As with all of Anthony Capella’s reads, he takes love and the many human follies that accompany it and exploits its vast array of anomalies.

In a nutshell, Love and other Dangerous Chemicals is about the somewhat awkward Steven Fisher, a brilliant biochemist who is in search of the cure to FSD (Female Sexual Dysfunction – women who don’t or can’t easily have orgasms, if you need me to spell it out for you).  He develops a drug, which is essentially a female version of Viagra, but there is a complication…

Enter Annie Gluck, a sexually disinterested student of English Literature who, at the request of her boyfriend (and supervisor), enters the KXC79 research program headed by the previously mentioned, endearing, yet somewhat socially handicapped, Dr Fisher, who endeavour to ‘cure’ her of her ‘disinterest’. What ensues is a repartee of deceit, misunderstanding and treachery as everyone clambers to get their hands on this female wonder dru,g when it may really all be down to that unfathomable emotion… love.


Without spoiling the story, Love and other Dangerous Chemicals explores the enigmatic female orgasm in such detail that the reader will tend to feel like they have completed a PhD of their own, enlightening to say the least!  Who would have thought that humans share such close behavioural links with Bonobos.

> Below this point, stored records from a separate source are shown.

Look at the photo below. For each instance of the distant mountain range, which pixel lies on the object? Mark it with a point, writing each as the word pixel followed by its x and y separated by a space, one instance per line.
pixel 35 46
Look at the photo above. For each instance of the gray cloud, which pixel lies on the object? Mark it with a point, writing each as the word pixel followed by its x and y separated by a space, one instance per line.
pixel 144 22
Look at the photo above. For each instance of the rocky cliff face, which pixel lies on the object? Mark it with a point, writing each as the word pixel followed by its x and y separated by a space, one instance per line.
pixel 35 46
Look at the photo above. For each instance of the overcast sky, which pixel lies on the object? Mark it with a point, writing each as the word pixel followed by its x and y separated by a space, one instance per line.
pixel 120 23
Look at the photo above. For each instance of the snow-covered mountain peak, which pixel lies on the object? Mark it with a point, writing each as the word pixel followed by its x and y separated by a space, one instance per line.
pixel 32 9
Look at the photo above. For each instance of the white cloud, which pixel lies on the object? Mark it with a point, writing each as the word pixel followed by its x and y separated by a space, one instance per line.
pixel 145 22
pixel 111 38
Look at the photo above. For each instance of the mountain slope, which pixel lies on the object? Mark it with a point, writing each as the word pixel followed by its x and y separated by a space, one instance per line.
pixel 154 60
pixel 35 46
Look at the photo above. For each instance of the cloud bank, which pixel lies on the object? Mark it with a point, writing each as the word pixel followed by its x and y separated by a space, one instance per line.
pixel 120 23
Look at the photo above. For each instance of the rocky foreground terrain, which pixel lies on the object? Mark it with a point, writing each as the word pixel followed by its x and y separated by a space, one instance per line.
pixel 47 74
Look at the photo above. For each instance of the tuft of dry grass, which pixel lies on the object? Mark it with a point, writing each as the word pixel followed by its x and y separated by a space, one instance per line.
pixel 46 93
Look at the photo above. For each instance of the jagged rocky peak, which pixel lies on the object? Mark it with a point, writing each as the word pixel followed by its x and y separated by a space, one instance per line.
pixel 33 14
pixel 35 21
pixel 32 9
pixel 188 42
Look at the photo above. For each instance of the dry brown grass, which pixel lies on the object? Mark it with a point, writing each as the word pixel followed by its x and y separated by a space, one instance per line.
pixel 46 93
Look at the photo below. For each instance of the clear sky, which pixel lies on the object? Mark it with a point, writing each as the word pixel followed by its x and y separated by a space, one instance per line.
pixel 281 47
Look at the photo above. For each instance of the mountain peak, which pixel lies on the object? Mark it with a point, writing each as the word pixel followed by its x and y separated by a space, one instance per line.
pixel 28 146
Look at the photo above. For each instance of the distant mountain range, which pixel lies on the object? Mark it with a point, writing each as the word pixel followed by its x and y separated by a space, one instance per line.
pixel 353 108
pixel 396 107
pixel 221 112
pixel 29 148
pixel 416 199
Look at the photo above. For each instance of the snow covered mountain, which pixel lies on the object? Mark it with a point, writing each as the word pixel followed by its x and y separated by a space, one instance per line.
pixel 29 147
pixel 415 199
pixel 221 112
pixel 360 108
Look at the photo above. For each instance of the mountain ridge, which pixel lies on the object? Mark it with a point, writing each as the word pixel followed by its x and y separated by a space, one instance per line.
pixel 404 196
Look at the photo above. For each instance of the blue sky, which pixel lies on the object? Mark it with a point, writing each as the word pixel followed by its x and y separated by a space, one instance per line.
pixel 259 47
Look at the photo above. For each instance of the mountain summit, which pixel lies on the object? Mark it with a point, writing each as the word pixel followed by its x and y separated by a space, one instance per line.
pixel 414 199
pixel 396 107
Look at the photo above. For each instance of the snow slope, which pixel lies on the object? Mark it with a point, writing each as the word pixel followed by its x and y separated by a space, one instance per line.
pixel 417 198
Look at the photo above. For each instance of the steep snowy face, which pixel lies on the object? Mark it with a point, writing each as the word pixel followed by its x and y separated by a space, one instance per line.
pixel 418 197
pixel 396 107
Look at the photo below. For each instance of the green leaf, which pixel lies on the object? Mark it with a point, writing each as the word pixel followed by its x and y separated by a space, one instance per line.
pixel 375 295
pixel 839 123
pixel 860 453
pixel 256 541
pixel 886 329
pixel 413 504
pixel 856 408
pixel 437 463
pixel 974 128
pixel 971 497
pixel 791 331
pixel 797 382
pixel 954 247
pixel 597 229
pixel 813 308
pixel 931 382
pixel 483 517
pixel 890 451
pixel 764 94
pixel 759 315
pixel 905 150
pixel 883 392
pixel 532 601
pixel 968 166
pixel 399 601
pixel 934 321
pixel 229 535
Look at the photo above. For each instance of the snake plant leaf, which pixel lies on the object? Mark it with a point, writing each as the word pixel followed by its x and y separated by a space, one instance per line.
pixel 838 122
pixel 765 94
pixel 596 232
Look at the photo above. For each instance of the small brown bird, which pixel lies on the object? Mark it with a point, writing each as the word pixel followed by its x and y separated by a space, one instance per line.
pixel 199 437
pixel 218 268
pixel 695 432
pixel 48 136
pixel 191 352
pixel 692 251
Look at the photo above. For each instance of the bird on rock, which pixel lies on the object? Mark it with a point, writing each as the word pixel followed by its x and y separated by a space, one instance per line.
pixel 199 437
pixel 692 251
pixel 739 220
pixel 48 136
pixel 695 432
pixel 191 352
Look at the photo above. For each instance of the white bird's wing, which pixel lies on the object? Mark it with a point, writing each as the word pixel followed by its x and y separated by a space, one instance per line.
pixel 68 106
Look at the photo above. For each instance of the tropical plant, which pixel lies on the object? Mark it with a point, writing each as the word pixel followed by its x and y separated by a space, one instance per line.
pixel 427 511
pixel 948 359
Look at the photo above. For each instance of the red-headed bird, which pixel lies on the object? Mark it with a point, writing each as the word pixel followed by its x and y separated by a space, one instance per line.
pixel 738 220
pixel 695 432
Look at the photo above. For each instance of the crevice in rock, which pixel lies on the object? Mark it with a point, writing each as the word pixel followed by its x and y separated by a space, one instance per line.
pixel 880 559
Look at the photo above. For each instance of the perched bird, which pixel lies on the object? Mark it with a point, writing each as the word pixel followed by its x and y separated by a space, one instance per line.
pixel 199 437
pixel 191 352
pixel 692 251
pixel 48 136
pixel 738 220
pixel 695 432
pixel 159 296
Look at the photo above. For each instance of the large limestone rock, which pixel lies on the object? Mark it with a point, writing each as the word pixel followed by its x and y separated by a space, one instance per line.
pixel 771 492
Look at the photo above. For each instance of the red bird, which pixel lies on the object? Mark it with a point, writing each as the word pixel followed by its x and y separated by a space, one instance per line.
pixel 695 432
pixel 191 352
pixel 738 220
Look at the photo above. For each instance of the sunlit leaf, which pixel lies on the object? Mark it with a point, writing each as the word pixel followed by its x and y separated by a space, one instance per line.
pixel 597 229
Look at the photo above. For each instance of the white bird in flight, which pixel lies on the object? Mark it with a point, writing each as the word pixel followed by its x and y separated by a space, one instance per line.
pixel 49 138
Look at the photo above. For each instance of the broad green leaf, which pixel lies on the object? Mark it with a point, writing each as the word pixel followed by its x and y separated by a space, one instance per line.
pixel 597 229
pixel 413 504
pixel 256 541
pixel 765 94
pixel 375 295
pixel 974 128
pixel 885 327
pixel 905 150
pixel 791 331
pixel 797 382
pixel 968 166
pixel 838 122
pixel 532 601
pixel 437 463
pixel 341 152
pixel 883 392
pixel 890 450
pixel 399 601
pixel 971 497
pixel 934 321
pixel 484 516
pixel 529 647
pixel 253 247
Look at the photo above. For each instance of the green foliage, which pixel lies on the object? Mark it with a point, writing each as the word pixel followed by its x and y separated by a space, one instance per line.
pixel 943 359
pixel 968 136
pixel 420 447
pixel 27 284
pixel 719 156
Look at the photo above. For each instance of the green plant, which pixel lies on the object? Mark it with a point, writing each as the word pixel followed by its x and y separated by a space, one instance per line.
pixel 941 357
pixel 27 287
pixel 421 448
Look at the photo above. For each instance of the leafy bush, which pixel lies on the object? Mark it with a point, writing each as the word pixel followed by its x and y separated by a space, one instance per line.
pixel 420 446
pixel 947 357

If you are a prude, be warned, this is a love story like no other, but it is without a doubt a FANTASTIC read and I loved every second of it.

What I loved most is the footnotes that Capella includes throughout the book.  Usually footnotes bore me to tears and are hardly worth reading, but these footnotes are not your regular footnotes and I frequently found myself bursting into fits of laughter as the footnotes took on a life of their own.

And then there are the ‘figures’ – if they don’t make you laugh, then clearly you have no sense of humour.

Lastly, it will have you wondering what sexual dysfunction really means and whether it isn’t all really down to chemistry anyway.

Please Anthony, hurry up and write another book – I finished this one way too soon.